Constitution d'un argumentaire
Les arguments
Un argument est une assertion ayant pour fonction, dans un raisonnement, de justifier ou d’expliquer une autre assertion.
Les arguments sont le moyen d'établir un lien, une articulation entre les topiques et l'opinion proposée, l'idée préalablement exposée. Les arguments utilisent en grande majorité la déduction et l'analogie.

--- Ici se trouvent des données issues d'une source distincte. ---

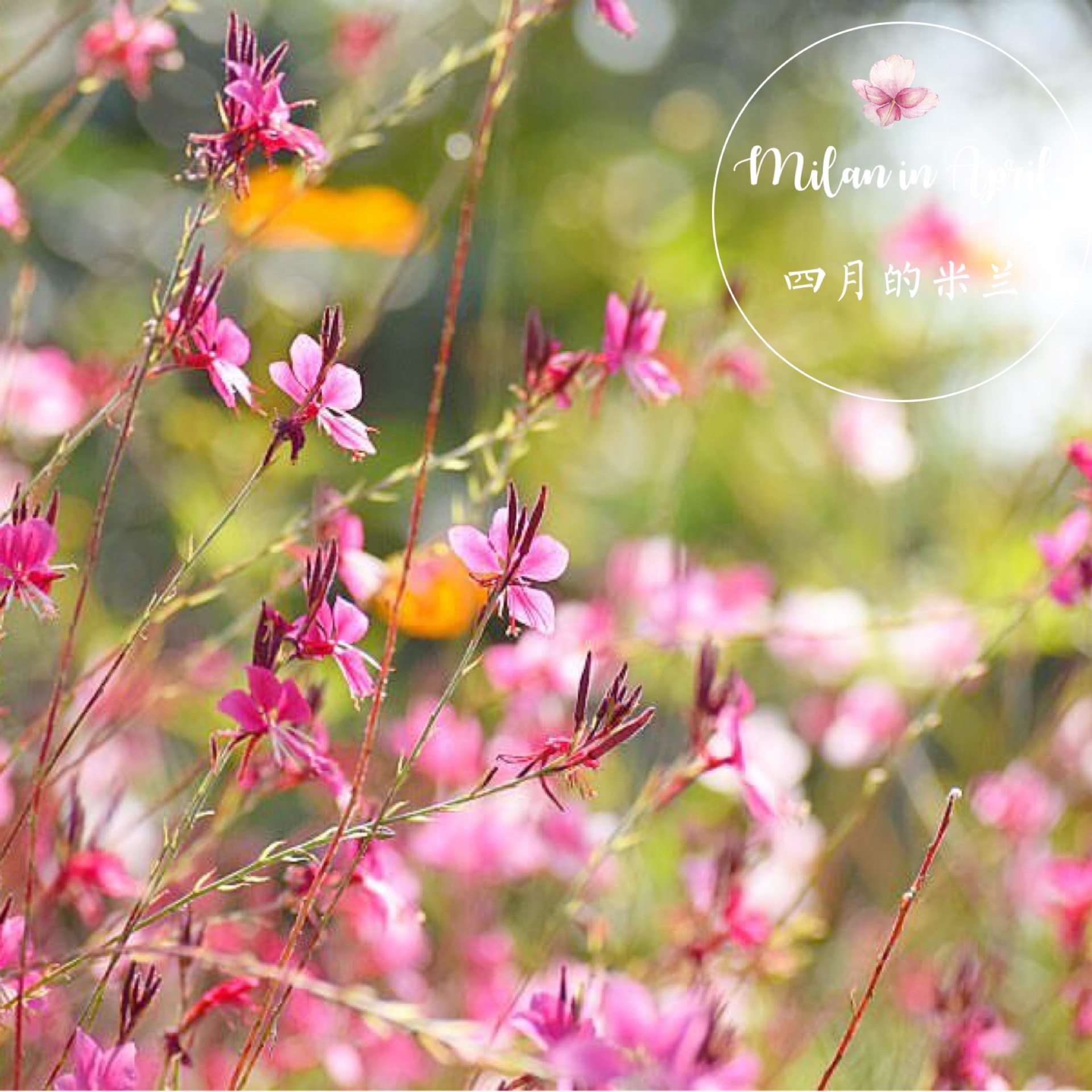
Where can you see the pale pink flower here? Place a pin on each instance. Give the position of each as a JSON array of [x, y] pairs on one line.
[[334, 631], [27, 574], [96, 1067], [941, 644], [866, 720], [617, 15], [630, 341], [1019, 802], [453, 755], [1067, 556], [510, 557], [13, 220], [329, 404], [822, 634], [873, 439], [41, 395], [128, 48], [218, 346], [744, 369], [888, 93]]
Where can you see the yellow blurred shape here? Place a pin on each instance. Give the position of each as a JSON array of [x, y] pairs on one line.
[[366, 218], [441, 599]]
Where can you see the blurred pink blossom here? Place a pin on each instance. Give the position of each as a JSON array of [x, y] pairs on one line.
[[13, 218], [630, 341], [96, 1067], [821, 634], [127, 47], [873, 439], [1019, 802]]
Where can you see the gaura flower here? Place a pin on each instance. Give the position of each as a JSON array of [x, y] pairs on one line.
[[325, 391], [1067, 556], [96, 1067], [27, 545], [630, 340], [202, 340], [888, 93], [511, 556], [255, 113], [125, 47], [13, 220], [617, 719], [617, 15]]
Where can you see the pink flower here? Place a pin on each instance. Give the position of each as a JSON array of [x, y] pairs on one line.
[[822, 634], [1019, 802], [1079, 454], [617, 15], [94, 874], [325, 392], [334, 631], [256, 115], [13, 220], [41, 394], [453, 755], [929, 236], [630, 340], [1067, 892], [1066, 555], [220, 348], [363, 573], [127, 47], [97, 1068], [511, 556], [888, 93], [27, 545], [866, 720], [276, 710], [873, 439], [745, 369]]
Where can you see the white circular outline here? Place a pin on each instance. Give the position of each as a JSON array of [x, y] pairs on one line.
[[724, 148]]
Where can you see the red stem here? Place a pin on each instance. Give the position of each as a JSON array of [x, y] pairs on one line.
[[908, 900]]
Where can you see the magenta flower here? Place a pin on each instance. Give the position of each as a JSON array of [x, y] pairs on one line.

Les arguments sont divisés en trois familles :
Arguments liés à l’éthos : ces arguments sont d’ordre affectif et moral. Ce sont, en somme, les attitudes que doit prendre l’orateur pour inspirer confiance à son auditoire. Ainsi, il doit se montrer :
- sensé : c’est-à-dire
capable de donner des conseils raisonnables et pertinents.
- sincère : il doit pas dissimuler
ce qu’il pense ou ce qu’il sait.
- sympathique : il doit montrer qu’il
est prêt à aider son auditoire.
Arguments liés au pathos : d’ordre purement affectifs, ces arguments sont destinés à faire naître chez l’auditoire des émotions, des passions et des sentiments, et donc être adaptés à la psychologie du public concerné. Ces arguments doivent susciter la colère, l’amitié, la haine, la crainte, l’assurance, l'indignation, la pitié...
Arguments liés au logos : on entre ici dans le domaine proprement dialectique du discours :
Les arguments déductifs permettent de passer de ce qui est admis à ce que l'on veut faire admettre. Ces arguments sont basés sur :
-l'implication logique ("vous voulez qu'on respecte votre liberté ? Respectez celle des autres.", "avoir le pouvoir et donc le devoir", "si tu veux prendre ma place, prends mon handicap"...)Les arguments analogiques sont basés sur la ressemblance, et utilisent la métaphore, la comparaison, l'exemple.
Aristote propose d'autres espèces d'arguments, liant donc les topiques :
- l'étymologie
- le genre et l'espèce
- la cause et l'effet
- la comparaison
- les opposés ("le progrès doit être mondial ou ne pas être...")
Pour opérer un parallèle avec les fonctions de Jakobson : avec l'éthos, c'est l'émetteur qui est pris en compte, avec le pathos c'est le récepteur, et avec le logos, c'est le message lui-même qui est considéré.